Les jours précédant l'ouverture de la foire, nous
allions traîner autour des gens du voyage affairés
à installer leur campement, pour leur proposer nos services,
bonne action pas du tout désintéressée,
puisqu'elle nous permettait d'obtenir des tours de manège
gratuits. Les forains me demandaient souvent de l'eau, ma cour
étant toute proche et la seule ouvrant sur ce grand espace
naturel. Ils venaient alors chargés d'un seau en zinc
qu'ils remplissaient dans la buanderie. Il n'était pas
rare d'ailleurs, que la nuit venue, quelques uns d'entre eux
traversent clandestinement mon jardin, pour ressortir par la
barrière donnant sur la rue afin de s'approvisionner
à la pompe située sur l'autre trottoir, une pompe
dont il fallait faire tourner la poignée sur le dessus,
pour que coule l'eau, chose que nous pratiquions couramment,
nous les gamins, le plus vite possible, pour que ça gicle
le plus fort possible… On ne parlait pas encore du manque
d'eau sur la planète, dans les années 60 !
Cependant, le passage des forains dans l'allée du potager
à la tombée de la nuit, devenait source d'inquiétude
pour moi à l'heure où je devais longer la clôture
du champ pour aller chercher le cidre à la cave située
derrière la maison. Je me demandais toujours si l'un
d'eux n'allait pas surgir à cet instant et me kidnapper..
Va savoir ! Je courais le plus vite possible dans le noir, pour
fuir le danger évident ! La bouteille ne m'échappait
jamais des mains... par miracle.
A cette même clôture, s'accolait
une buanderie sur le toit de laquelle, mon père montait
quelquefois pour regarder un feu d'artifice qui se tirait, je
ne sais plus où… A l'intérieur, une pompe
à bras mécanique nous permettait de tirer l'eau
de pluie récupérée dans un puits situé
sous le bâtiment. Mais à chaque usage, nous devions
l'amorcer en versant dans la colonne une faible quantité
d'eau. Cela s'avérait vite agaçant ! L'établi
de mon père se tenait sur le mur opposé.

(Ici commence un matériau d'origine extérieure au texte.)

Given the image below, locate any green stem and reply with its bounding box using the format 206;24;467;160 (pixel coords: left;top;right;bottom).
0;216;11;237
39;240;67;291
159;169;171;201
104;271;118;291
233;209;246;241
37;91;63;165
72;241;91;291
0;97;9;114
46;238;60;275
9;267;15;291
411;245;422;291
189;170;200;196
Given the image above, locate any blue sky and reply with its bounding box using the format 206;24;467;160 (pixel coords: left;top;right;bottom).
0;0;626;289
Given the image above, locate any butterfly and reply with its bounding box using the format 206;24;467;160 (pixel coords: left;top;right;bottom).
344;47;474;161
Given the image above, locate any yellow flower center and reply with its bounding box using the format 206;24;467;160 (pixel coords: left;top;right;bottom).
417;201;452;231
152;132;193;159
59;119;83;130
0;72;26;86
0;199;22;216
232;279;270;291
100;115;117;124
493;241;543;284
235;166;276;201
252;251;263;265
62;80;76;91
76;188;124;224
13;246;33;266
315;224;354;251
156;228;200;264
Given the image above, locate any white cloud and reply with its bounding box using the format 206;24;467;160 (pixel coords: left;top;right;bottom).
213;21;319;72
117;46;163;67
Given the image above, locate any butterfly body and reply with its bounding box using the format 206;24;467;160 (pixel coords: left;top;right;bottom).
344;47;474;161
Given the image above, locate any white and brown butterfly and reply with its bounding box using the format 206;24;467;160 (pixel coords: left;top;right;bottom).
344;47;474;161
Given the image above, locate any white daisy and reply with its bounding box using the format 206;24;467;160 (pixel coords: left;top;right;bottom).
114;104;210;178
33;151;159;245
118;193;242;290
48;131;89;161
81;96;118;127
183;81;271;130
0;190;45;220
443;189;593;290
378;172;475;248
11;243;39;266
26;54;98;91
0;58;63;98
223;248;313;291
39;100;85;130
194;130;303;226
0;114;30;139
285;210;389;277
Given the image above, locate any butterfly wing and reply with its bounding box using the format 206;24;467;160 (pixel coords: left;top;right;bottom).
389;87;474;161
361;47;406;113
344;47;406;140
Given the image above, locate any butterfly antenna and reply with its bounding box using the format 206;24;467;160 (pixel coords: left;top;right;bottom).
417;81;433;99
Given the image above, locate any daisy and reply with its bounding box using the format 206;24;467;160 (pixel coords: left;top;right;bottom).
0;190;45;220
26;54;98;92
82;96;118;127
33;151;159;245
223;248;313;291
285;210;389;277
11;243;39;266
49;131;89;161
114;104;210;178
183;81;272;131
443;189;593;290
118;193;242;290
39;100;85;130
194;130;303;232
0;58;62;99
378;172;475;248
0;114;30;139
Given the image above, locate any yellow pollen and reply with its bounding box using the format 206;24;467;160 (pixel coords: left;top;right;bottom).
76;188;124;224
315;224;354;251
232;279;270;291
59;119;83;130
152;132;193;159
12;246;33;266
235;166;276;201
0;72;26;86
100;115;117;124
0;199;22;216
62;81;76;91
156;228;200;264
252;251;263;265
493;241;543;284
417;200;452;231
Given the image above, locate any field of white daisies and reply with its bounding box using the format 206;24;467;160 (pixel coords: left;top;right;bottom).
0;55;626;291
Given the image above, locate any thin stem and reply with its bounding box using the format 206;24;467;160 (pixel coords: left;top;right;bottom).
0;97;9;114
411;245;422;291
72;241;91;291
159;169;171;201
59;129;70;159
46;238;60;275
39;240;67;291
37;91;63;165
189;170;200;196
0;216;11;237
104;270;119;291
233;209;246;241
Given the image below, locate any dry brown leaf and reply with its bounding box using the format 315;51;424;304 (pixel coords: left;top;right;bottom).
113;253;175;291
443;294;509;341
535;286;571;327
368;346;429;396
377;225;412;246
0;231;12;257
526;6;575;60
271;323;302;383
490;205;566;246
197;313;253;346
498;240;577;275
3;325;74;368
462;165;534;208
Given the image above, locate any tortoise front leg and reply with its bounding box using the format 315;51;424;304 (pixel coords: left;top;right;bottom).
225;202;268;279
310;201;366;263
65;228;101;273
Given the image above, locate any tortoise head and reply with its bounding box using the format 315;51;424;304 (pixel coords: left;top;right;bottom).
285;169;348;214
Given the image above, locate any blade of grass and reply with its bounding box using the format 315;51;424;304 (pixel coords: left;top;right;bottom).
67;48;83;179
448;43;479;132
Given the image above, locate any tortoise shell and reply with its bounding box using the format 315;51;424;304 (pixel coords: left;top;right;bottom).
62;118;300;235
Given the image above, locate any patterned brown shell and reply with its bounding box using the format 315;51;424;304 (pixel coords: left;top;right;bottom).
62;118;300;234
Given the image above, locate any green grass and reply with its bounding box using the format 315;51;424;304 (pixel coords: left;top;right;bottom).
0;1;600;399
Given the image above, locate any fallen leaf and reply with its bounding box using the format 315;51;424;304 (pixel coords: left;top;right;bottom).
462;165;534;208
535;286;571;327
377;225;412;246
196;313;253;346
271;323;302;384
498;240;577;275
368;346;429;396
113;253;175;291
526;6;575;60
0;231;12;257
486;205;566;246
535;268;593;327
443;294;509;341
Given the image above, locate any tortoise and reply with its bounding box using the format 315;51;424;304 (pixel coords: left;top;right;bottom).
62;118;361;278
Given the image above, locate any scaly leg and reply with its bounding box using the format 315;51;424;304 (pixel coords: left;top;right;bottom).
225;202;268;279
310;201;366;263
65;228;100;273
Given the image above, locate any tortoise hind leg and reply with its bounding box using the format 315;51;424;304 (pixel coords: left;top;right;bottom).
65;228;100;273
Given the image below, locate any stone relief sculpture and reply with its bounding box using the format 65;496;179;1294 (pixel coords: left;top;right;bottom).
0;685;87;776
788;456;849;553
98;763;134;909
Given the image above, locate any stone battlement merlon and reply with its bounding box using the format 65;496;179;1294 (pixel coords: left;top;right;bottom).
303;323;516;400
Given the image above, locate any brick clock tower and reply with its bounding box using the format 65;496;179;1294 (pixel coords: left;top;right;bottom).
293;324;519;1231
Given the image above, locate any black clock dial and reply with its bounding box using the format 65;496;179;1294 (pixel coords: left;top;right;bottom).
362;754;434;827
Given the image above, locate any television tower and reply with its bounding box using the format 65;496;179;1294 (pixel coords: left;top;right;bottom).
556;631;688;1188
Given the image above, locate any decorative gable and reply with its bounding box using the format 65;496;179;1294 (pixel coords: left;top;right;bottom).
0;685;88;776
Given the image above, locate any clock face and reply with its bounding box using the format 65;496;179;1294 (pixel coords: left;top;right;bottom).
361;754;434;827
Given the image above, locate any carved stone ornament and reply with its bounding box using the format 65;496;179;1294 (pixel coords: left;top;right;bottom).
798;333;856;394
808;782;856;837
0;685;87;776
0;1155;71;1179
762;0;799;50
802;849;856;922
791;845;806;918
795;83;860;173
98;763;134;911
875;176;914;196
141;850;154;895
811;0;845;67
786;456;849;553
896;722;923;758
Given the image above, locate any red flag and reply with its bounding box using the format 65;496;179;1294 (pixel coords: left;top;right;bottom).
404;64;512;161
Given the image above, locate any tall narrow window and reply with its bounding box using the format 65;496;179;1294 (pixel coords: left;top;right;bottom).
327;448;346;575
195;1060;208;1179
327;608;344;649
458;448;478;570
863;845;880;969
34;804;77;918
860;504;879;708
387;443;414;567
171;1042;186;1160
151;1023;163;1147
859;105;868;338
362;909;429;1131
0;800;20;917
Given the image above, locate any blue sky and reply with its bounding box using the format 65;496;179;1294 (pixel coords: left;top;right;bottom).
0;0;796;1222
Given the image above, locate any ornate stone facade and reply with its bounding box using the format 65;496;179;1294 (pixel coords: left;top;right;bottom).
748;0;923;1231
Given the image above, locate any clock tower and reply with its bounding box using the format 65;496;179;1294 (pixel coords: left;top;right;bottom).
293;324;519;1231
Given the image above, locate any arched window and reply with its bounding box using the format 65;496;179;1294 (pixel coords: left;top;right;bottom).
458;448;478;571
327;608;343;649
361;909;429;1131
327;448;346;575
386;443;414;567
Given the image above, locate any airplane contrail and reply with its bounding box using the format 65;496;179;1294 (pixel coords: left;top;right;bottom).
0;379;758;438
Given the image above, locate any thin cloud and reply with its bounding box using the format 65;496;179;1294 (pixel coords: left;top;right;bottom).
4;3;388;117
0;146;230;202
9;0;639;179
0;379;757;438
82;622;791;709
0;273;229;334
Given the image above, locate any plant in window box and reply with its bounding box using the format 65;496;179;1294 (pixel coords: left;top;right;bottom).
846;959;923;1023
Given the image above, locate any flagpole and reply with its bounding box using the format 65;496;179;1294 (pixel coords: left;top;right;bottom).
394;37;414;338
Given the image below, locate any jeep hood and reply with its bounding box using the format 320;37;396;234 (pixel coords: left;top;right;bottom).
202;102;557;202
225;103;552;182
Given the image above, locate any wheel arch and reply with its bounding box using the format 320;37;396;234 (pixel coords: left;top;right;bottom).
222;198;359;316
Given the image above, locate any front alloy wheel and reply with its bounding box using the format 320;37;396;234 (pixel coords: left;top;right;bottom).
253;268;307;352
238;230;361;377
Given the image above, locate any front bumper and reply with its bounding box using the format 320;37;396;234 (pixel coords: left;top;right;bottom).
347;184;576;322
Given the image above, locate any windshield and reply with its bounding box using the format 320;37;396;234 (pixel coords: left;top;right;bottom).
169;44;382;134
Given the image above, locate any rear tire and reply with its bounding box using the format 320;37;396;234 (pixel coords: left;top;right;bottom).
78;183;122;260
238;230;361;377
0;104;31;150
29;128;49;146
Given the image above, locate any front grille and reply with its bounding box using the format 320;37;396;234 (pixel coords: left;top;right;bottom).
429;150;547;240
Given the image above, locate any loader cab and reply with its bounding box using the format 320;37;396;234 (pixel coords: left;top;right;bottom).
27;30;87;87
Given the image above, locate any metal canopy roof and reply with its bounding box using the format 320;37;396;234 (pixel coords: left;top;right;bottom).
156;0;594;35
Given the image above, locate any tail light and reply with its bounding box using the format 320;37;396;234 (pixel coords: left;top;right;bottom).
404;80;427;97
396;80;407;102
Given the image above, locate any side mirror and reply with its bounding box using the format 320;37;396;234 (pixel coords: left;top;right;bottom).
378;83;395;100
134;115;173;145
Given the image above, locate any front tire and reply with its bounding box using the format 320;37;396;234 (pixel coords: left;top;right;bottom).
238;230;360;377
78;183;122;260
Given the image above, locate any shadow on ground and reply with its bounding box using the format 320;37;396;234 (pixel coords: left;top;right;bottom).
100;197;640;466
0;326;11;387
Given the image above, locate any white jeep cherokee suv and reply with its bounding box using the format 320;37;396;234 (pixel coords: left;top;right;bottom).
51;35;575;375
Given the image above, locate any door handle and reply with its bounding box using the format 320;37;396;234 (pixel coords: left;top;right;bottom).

J'avais
l'habitude de l'utiliser quand le pneu de mon vélo était
crevé et que je n'avais pas envie d'attendre son retour
le soir… Tremper la chambre dans un baquet d'eau, voir
les bulles s'échapper, essuyer l'endroit, gratter avec
la petite râpe et coller la rustine à l'aide du
minuscule tube de colle...
Contre la buanderie, avait été construite une
tonnelle couverte, noyée sous la verdure. L'été,
elle se parait de capucines grimpantes aux couleurs vives, qui
arrivaient même à grimper le long du tronc des
deux sapins plantés juste à côté.
En automne, la vigne vierge qui poussait sous les capucines,
la teintait de feu. Nous y mangions presque tous les soirs,
à la belle saison et c'était du bonheur !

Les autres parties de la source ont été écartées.